The experience of mucking out the garage qualified me to help my friend, Marcia, with the process of sorting through the cavernous workshop her father had built 30 years before his death. Her 87-year old mother, Doris, had sold the property and was being forced to downsize.
I arrived on a Saturday morning to find Doris sitting on a plastic molded chair in the middle of a warehouse of boxes, lumber, furniture, tools, model airplanes, and building materials. In front of her was an open box from which she pulled a wrapped object.
Marcia was chucking cardboard, lumber, sheets of plastic, and various whatnot outside the open roll top doors while her husband, Jerry, sorted and stacked.
“Look at this,” Doris said, holding a clear glass serving bowl.
Marcia whispered, “She admires everything she unwraps. This is going to take forever.” Louder, she said, “What do you want to do with it, Mother? Keep it or put it in the garage sale?”
“I certainly don’t want to give it away,” Doris said. “This is crystal.”
I silently lusted after the bowl. I have an obsession for bowls and chairs. If left untethered, my house would be filled with them.
Doris pondered the bowl’s beauty for a few moments before holding it out to me. “Would you like it?”
I felt guilty—as if by telepathy I’d hypnotized her into the offering. I thanked her and snatched it away before she could change her mind.
Before I continue, I must make a disclaimer similar to the one I was forced into when I had teenagers. Until I was a parent of that age group, I judged others by the behavior of their teens. After my kids became that age, I had to mix a bitter cocktail of my ignorant words and chug it, thus ending those days of judgment.

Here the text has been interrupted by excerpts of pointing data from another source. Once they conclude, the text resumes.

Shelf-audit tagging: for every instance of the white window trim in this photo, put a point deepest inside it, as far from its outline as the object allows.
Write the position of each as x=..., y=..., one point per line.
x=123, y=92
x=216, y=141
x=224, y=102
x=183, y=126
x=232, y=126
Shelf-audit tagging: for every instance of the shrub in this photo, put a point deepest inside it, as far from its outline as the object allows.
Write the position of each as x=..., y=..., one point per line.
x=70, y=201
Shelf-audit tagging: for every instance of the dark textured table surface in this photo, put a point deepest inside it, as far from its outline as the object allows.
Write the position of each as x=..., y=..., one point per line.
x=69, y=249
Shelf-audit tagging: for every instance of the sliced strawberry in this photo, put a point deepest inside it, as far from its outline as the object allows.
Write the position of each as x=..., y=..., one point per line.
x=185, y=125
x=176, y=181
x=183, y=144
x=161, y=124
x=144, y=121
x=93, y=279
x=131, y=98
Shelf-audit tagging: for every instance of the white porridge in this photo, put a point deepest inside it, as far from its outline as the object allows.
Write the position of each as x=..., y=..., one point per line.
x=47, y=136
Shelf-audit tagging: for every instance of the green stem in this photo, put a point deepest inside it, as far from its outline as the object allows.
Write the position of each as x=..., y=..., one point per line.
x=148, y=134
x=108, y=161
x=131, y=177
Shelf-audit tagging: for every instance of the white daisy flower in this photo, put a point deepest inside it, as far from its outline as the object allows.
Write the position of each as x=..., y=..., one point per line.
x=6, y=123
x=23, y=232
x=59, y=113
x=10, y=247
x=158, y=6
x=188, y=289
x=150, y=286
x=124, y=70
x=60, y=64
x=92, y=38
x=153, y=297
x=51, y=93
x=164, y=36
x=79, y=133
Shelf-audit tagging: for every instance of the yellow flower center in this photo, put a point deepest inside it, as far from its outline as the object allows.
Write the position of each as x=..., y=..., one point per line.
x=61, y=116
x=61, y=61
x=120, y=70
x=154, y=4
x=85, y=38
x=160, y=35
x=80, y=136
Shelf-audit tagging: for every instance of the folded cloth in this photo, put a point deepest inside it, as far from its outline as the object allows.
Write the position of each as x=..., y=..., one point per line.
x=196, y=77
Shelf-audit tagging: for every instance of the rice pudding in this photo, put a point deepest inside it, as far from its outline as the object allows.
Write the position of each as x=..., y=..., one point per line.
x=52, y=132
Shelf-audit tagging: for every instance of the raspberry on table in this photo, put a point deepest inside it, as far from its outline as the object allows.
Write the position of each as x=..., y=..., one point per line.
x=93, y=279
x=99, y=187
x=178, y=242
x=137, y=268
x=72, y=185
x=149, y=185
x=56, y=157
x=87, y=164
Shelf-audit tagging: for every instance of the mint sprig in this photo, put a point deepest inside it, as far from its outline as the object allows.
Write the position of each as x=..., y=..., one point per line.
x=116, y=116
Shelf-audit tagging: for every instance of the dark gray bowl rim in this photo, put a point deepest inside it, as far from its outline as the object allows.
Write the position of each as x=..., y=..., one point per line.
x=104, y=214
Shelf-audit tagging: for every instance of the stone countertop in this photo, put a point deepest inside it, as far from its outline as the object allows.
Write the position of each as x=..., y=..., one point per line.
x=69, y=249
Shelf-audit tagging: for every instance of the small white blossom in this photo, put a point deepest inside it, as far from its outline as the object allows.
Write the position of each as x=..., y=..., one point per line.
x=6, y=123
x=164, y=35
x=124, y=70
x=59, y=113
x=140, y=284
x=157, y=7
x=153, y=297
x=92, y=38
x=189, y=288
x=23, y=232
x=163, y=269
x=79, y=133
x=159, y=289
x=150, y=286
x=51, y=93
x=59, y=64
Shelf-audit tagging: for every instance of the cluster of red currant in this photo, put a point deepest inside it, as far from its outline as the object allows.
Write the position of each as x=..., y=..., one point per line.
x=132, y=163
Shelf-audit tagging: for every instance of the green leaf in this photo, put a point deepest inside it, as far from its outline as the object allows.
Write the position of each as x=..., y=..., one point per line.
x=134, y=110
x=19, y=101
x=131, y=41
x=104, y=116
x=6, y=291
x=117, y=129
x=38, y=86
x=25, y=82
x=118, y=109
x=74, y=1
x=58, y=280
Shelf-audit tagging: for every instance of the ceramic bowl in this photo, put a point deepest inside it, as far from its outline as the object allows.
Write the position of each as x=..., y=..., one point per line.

Current Disclaimer: A person who finds 85 cans of paint hoarded in her garage cannot judge the contents of another person’s storage area.
That being said, here are some of the interesting things Doris discovered in her boxes:
Ten three-ring binders holding sheets of poetry. Over several decades, whenever she found a poem she liked, she’d type it and store it in a binder. She rarely read the poems again. She took comfort in knowing she had them saved for posterity.
Four large recipe boxes filled with 3×5 cards of typed recipes. The largest box was marked, Recipes I Haven’t Tried Yet.
Two boxes labeled Cat Books. She held up one book and said, “If anyone gets a new cat or dog, I have a book to help with names.” The title: Dog and Cat Names. (Fun fact: her cat’s name is Kitty.)
Dozens of wire hangers embellished with crochet. Doris admitted she has far more of these than she had clothes to hang them on, but she was unwilling to part with a single one.
The best find of the day was when Doris opened a box containing at least 15 spiral notebooks. She placed her fingertips to her lips and giggled. I was intrigued. What had this pure, dearest of ladies uncovered to embarrass her?
We’d already discovered a 1939 edition of “Marriage and Sex” that she’d purchased shortly before her marriage. This hadn’t raised a blush to her cheeks.
Marcia and I anxiously looked over her shoulder as she opened one of the notebooks. There, in perfect penmanship, on narrow line after line, margin to margin, front and back of each page was—
“When you kids were young, I started copying the Bible.” She giggled and reddened, her darkest secret revealed.
Marcia howled with laughter. “I didn’t know you were doing that.”
“She didn’t drink or smoke,” I said. “What else was she supposed to do to stay sane with three kids running around?”
She made it to II Samuel and by the looks of it (15 notebooks) it took her a very long time.
Young mothers, take note. There are other ways to relax while raising young children besides sucking vodka through the straw of a juice box (“No, honey, the Berry Blast is mine; you get the strawberry.”), smoking pot behind a bush in the back yard, or saying you’re taking a vitamin when it’s really the dog’s pain medication.
Buy some spiral notebooks and start copying the Bible. It worked for Doris.